Some are finding ways to keep their heads above water. The Wilma Theatre plans to spend $150,000 to construct special-made box seats that hold 35-100 people in groups of one to four. R5 Productions and Union Transfer announced limited editionclothing to fundraise for the benefit of their venues and its workers. People’s Light in Malvern is hosting drive-in concerts, where concertgoers are given a “home space” within their parking lot to set up lawn chairs or sit on the hood of their vehicle.
“No one interacted. No one walked over to the other guy’s car to bum a smoke, or whatever. Everybody was super cool and understanding,” says Jesse Lundy, talent buyer and publicist for Point Entertainment, of the most recent drive-in performance with the band The Big Takeover, “And so we felt good about it, the [People’s Light] theatre people felt good about it, and frankly, the band and the audience felt good about it.”
Lundy talks about how, on June 27th, country musician Chase Rice received national backlash for staging an outdoor performance in Petros, Tennessee, with nearly a thousand people in attendance. Videos showed fans packed together in the outdoor venue, very few among them wearing masks.
“The reality is, the people who say that they are ‘over it’ and want life to return to normal have forgotten about science. When science tells me that the moral obligation is to not have people in groups, indoors, in an unsafe situation, and it’s a moral obligation at this point, then I’m not gonna do it,” he says.
“I wouldn’t do that to my audience.”
Lundy, like many, doesn’t believe that audiences are prepared to reconvene at indoor concerts even if that were legally sound. With the earliest projections for a vaccine in 2021, many will not feel comfortable gathering in large groups until the risk of infection is next-to-none. “I personally can’t see opening for shows until there’s absolutely no way anybody who comes to our show could be in danger,” says Mel Grinberg, owner and talent buyer of Home Outgrown Presents. Grinberg is skeptical of outdoor concerts, as well, when many outdoor spaces present issues of unexpected crowd sizes, and the extra work and money to turn public spaces into venues.
“Right now, Home Outgrown is coasting,” writes co-owner and promoter Alex Northrup in an e-mail, “Like a lot of indie / DIY promoters, we don’t operate our own venue and instead develop working relationships with trusted, like-minded spaces. Because of this, HOP is pretty lucky and can basically be out on pause with no operating costs during COVID-19.”

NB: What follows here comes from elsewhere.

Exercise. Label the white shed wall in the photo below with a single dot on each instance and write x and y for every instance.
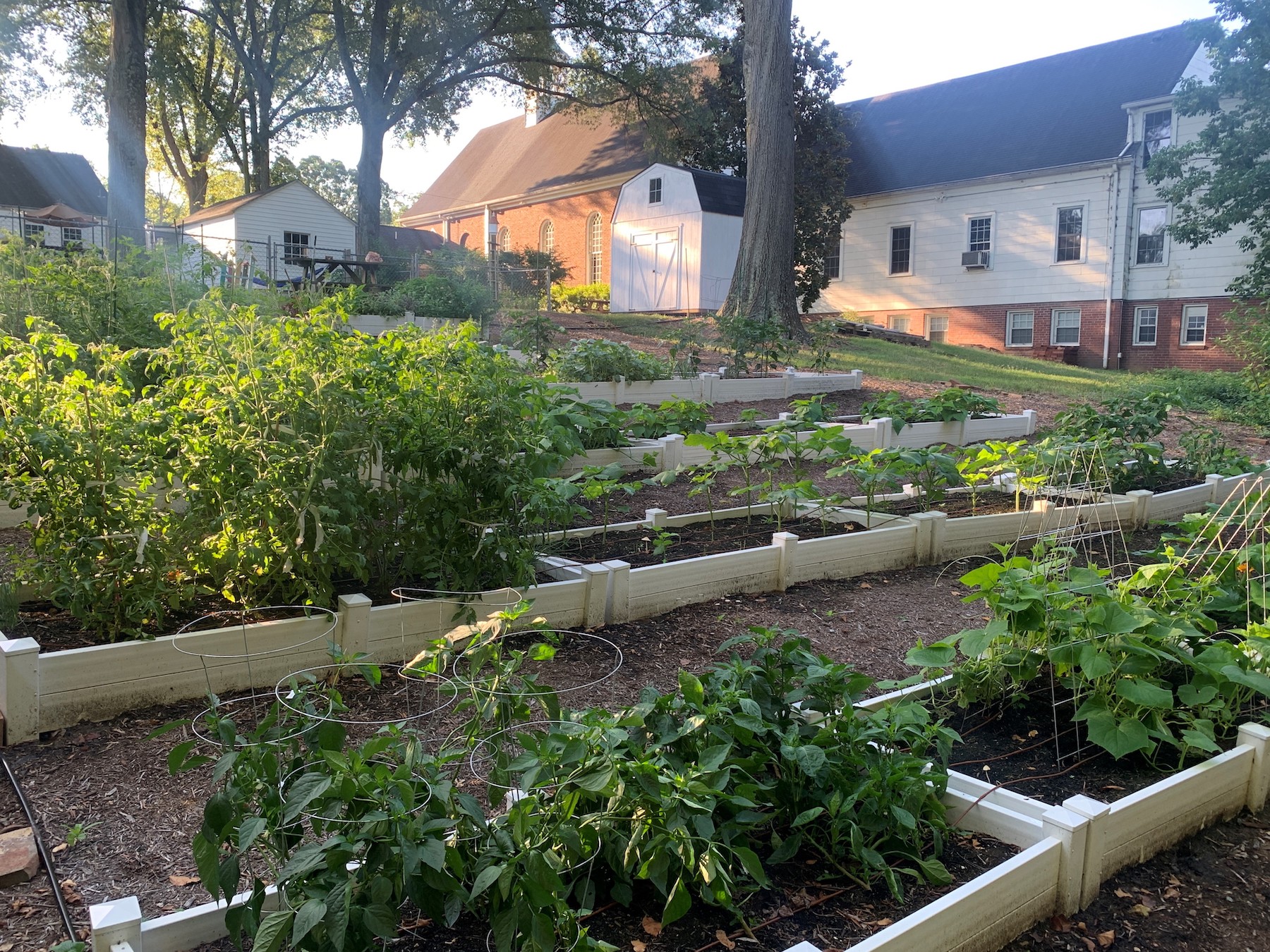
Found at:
(1022, 245)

When venues are able to re-open, which remains strictly in the hypothetical, they will have to focus on local acts, as national tours will be on pause due to varying local restrictions and a fear of spreading contaminants state-to-state. Barrett Lindgren, Head Talent Buyer for Johnny Brenda’s in charge of booking national acts, is hesitant to return to work for this very reason:
“There are thousands of independent venues all around the country, all around the world that are booking these tours. And if a market drops out, if a market can’t be part of routing tours for safety concerns, that really drastically affects what kind of shows we can bring to Philly, and you know, how artists from here can tour. The whole thing is just so inter-connected.”
Across the board, the future of independent venues and promoters looks bleak, but many are holding out hope on a bail-out from the government and a vaccine in 2021. Until then, few can in good conscience even consider asking fans to turn out.
“That is the sort of thing that NIVA and a lot of organizations focused around this are sort of trying to wake people up to,” says Lindgren, ”is that we can’t really come back and be fully functional until this is done, until this is completely done. We were the first people to close, we’re gonna be the last ones to open.”